PARIS (Reuters) - German Chancellor Angela Merkel heads to Paris on Thursday for talks with President Francois Hollande aimed at coming up with new ideas to strengthen management of the 17-country euro zone and boost European industry.
The meeting comes a day after European Union authorities granted France an extra two years to meet deficit-cutting targets and as Berlin tones down its campaign for budgetary rigour, which critics say has helped push Europe into recession.
Yet while Paris and Berlin are at odds over whether the EU should in coming days risk a trade dispute with China by imposing punitive duties on its solar panel exports, the two insist relations are good between the euro zone’s two largest economies and the two traditional drivers of the European Union.
“Our relations are very regular, very normal and very efficient,” a French diplomatic source in Hollande’s office said ahead of the one-day meeting between the Socialist French leader and his conservative German counterpart.
“We may start from different positions but each time we work it out,” he added.
Concerned about becoming a scapegoat for a European slowdown that has triggered social unrest in southern nations such as Greece, German officials have in past weeks tempered their rhetoric of austerity to talk of balancing the need to cut deficits with the need to create jobs.
Speaking in January at the start of celebrations to mark the 50th anniversary of a friendship pact between the former World War Two foes, Merkel and Hollande promised to come up with joint proposals on greater eurozone cooperation, boosting industrial competitiveness and job creation for next month’s EU summit.

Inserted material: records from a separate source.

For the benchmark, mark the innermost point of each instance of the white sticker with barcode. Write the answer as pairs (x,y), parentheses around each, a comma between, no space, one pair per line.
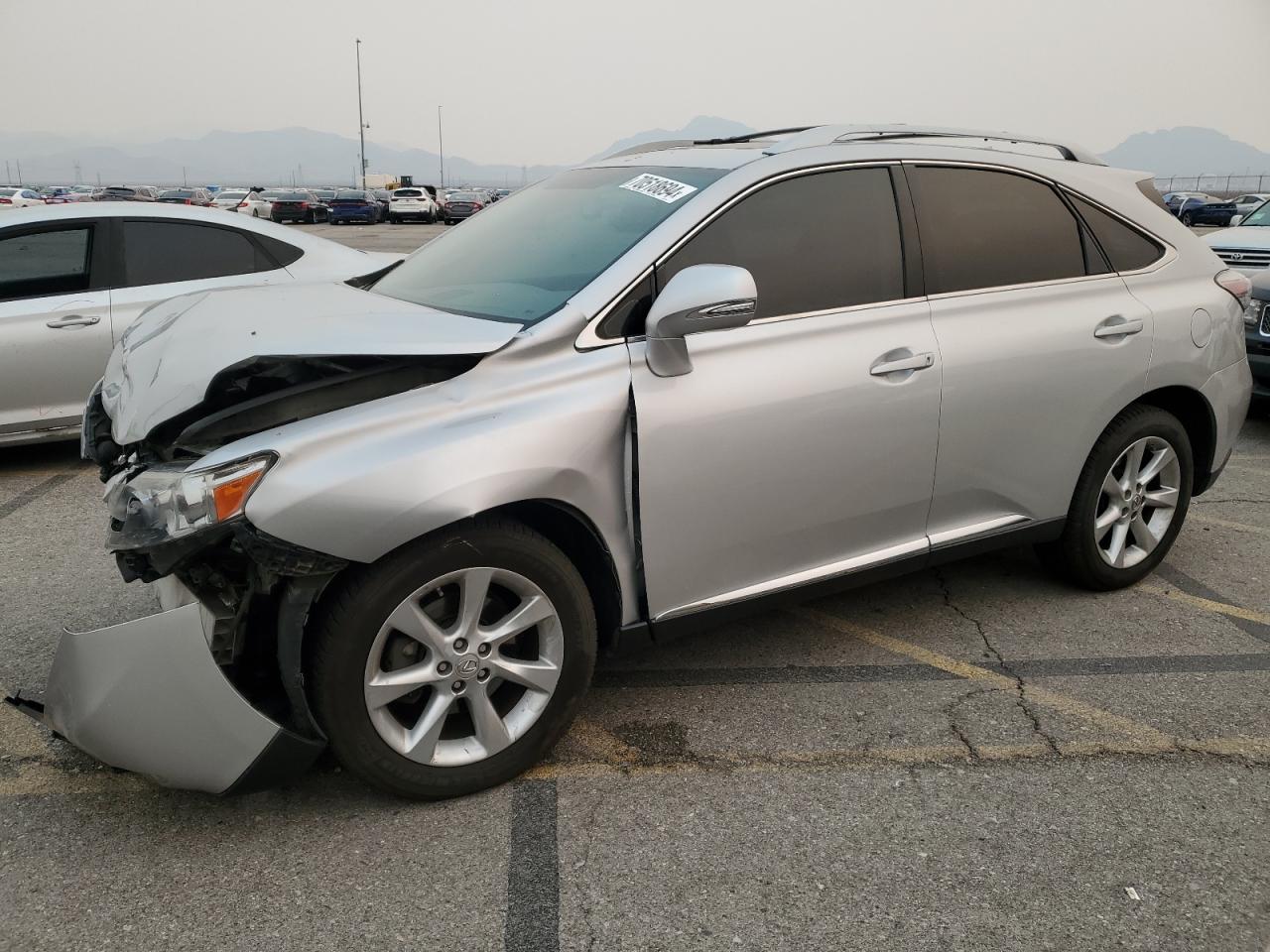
(656,186)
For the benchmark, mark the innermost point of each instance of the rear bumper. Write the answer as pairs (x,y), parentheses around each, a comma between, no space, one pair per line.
(1228,393)
(146,696)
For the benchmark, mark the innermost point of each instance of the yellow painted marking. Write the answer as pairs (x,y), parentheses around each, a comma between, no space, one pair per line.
(1146,735)
(1206,603)
(1227,524)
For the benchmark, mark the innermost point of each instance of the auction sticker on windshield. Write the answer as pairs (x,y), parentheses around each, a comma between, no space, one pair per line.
(656,186)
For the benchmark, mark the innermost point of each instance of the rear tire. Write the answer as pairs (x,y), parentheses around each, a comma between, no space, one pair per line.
(385,740)
(1128,508)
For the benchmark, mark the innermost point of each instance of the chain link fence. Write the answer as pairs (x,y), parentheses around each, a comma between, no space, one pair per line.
(1215,185)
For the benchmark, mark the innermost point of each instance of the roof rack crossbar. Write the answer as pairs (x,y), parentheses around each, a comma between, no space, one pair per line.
(828,135)
(752,136)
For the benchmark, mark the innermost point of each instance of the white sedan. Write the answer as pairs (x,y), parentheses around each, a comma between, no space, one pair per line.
(18,198)
(259,204)
(72,277)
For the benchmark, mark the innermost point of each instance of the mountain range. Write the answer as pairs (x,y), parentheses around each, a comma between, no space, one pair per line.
(273,157)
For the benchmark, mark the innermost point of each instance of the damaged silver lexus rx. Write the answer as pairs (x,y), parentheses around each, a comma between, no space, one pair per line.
(403,518)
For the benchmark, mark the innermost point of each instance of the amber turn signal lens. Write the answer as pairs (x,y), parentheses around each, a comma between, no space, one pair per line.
(231,495)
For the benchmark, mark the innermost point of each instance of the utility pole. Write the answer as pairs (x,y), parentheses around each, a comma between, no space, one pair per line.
(361,121)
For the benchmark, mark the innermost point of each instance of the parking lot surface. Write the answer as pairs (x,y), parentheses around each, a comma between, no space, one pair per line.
(969,758)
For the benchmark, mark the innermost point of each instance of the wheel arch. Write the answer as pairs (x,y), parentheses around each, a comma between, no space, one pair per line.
(575,535)
(571,531)
(1197,417)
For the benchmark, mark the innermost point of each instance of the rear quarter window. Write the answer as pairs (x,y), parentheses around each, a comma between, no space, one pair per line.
(1127,248)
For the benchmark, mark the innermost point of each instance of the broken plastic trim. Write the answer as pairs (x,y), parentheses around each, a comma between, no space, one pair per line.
(264,393)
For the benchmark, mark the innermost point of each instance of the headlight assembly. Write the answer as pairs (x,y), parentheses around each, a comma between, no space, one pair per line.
(169,502)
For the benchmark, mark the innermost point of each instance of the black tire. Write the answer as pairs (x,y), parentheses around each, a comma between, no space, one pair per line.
(1075,556)
(349,617)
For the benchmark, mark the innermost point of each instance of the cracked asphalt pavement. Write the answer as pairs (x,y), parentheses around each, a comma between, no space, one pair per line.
(973,758)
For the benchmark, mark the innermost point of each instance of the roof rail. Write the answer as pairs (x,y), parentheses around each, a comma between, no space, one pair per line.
(828,135)
(652,146)
(751,136)
(681,143)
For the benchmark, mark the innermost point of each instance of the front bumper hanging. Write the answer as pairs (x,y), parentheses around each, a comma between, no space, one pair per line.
(146,696)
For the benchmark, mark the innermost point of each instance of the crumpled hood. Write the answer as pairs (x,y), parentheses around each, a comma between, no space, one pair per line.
(166,359)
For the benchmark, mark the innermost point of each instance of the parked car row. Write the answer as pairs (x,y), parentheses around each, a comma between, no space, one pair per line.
(308,472)
(1199,208)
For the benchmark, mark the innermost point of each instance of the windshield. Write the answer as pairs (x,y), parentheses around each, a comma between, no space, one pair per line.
(1259,216)
(522,258)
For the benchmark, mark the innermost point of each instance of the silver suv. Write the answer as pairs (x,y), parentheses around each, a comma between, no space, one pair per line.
(403,518)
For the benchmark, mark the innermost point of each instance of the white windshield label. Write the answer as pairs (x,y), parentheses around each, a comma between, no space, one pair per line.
(662,189)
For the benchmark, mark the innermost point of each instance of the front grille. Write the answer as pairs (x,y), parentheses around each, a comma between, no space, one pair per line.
(1245,257)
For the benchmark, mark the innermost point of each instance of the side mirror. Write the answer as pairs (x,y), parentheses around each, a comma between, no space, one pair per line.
(698,298)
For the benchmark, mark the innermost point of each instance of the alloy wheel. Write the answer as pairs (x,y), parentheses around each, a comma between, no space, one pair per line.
(463,666)
(1138,502)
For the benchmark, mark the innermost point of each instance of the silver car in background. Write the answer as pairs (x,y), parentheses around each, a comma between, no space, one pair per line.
(72,277)
(676,384)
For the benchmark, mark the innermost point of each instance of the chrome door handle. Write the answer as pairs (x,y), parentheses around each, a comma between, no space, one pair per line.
(917,362)
(72,320)
(1116,326)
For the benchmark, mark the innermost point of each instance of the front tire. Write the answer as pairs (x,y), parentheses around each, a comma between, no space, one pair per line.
(453,664)
(1129,503)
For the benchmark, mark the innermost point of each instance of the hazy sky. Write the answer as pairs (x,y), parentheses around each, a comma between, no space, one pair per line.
(557,80)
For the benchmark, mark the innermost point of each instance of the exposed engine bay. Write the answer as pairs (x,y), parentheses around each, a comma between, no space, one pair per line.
(263,393)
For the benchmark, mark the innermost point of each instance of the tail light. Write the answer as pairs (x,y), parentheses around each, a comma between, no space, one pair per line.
(1238,286)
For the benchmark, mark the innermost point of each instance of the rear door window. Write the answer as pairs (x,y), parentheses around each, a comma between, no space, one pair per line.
(160,252)
(1127,248)
(983,229)
(45,263)
(816,243)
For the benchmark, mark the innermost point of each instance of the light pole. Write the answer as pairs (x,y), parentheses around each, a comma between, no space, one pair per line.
(361,121)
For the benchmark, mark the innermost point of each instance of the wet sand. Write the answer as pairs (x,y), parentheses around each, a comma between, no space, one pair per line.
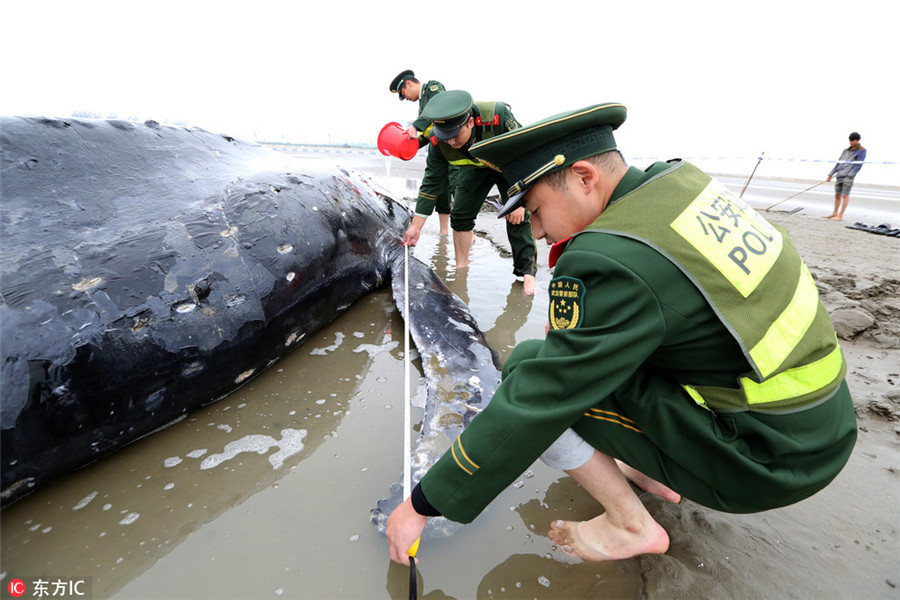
(266,493)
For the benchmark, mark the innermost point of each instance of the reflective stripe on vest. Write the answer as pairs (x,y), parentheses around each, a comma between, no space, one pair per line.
(789,328)
(750,274)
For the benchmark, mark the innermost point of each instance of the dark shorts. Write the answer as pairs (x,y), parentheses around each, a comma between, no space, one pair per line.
(734,462)
(842,186)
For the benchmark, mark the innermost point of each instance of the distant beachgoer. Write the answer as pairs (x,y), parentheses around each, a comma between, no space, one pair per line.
(846,169)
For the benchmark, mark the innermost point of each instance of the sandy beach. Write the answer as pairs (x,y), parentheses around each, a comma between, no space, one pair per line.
(150,522)
(845,541)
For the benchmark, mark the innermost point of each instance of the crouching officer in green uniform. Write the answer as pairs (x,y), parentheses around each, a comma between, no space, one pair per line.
(407,87)
(687,350)
(460,122)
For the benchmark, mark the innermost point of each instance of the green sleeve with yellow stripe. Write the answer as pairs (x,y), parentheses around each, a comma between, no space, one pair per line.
(620,325)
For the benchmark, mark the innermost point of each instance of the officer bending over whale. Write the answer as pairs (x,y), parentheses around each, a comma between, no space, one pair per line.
(460,122)
(687,350)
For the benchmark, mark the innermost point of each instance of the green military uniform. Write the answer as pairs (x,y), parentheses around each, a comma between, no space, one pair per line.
(475,179)
(431,88)
(652,363)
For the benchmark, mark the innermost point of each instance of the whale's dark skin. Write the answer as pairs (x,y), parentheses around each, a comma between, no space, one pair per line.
(147,270)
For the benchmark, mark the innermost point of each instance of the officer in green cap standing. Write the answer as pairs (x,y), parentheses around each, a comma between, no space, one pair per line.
(407,87)
(687,350)
(458,123)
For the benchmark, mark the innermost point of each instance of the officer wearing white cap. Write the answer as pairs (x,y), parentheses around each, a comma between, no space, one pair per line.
(687,351)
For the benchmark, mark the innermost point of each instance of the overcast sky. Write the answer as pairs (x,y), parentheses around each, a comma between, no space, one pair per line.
(699,78)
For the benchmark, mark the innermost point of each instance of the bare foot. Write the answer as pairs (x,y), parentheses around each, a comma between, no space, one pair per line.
(528,286)
(647,484)
(598,539)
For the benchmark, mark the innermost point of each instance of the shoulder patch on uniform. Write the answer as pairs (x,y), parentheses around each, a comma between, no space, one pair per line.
(566,302)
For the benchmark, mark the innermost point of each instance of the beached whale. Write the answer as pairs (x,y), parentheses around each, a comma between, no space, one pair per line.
(147,270)
(461,373)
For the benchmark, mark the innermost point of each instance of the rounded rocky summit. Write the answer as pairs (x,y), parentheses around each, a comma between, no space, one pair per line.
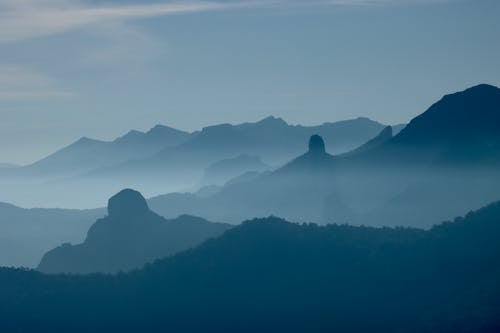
(316,145)
(127,202)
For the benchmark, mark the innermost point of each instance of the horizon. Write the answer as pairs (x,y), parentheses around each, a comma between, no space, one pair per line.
(82,68)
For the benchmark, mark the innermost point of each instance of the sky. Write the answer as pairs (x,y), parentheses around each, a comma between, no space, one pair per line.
(71,68)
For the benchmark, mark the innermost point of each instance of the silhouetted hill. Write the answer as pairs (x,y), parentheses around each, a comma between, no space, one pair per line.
(463,127)
(315,159)
(221,171)
(87,154)
(26,234)
(268,275)
(130,236)
(295,191)
(411,177)
(383,137)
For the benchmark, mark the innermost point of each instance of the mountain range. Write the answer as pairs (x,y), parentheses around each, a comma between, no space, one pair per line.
(269,275)
(438,155)
(130,236)
(165,160)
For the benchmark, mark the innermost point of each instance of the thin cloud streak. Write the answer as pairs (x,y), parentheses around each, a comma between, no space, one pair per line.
(25,19)
(17,83)
(29,19)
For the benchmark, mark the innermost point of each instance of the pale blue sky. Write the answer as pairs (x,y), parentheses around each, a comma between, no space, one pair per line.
(98,68)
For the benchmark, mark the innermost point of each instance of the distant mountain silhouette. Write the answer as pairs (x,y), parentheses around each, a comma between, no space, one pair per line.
(130,236)
(269,275)
(412,177)
(462,127)
(295,191)
(383,137)
(87,154)
(26,234)
(181,167)
(314,160)
(222,171)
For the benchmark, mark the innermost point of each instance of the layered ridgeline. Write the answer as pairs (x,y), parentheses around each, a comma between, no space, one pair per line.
(443,163)
(268,275)
(165,160)
(130,236)
(26,234)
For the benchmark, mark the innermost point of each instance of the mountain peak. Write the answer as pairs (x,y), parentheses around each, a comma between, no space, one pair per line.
(272,120)
(316,145)
(127,203)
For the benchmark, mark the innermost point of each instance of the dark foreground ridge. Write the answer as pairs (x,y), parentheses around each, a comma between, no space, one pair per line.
(129,237)
(269,275)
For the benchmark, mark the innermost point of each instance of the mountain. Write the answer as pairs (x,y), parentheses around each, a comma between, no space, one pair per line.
(26,234)
(269,275)
(296,192)
(411,177)
(129,237)
(87,154)
(165,160)
(222,171)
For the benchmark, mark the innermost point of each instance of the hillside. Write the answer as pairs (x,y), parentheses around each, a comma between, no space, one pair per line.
(270,275)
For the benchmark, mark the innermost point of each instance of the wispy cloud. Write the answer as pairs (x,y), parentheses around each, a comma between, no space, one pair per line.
(24,19)
(17,83)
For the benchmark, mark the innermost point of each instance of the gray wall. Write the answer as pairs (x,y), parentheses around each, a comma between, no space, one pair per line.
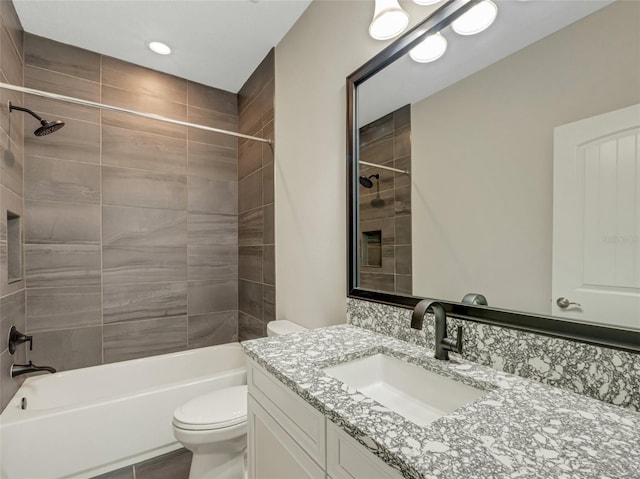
(255,203)
(490,229)
(12,295)
(131,224)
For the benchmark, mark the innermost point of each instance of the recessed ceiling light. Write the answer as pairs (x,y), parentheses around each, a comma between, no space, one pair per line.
(476,19)
(159,48)
(429,49)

Few details have yet to emerge on the plans, and officials on both sides have privately played down expectations of any major European policy initiative ahead of a September election in Germany in which Merkel is seeking to win a new term.
At the talks in Paris on Thursday, the two will also receive recommendations from a group of French and German industrialists on fostering European industrial champions able to compete for global trade with U.S. and Asian rivals. (Reporting by Mark John; editing by Andrew Roche)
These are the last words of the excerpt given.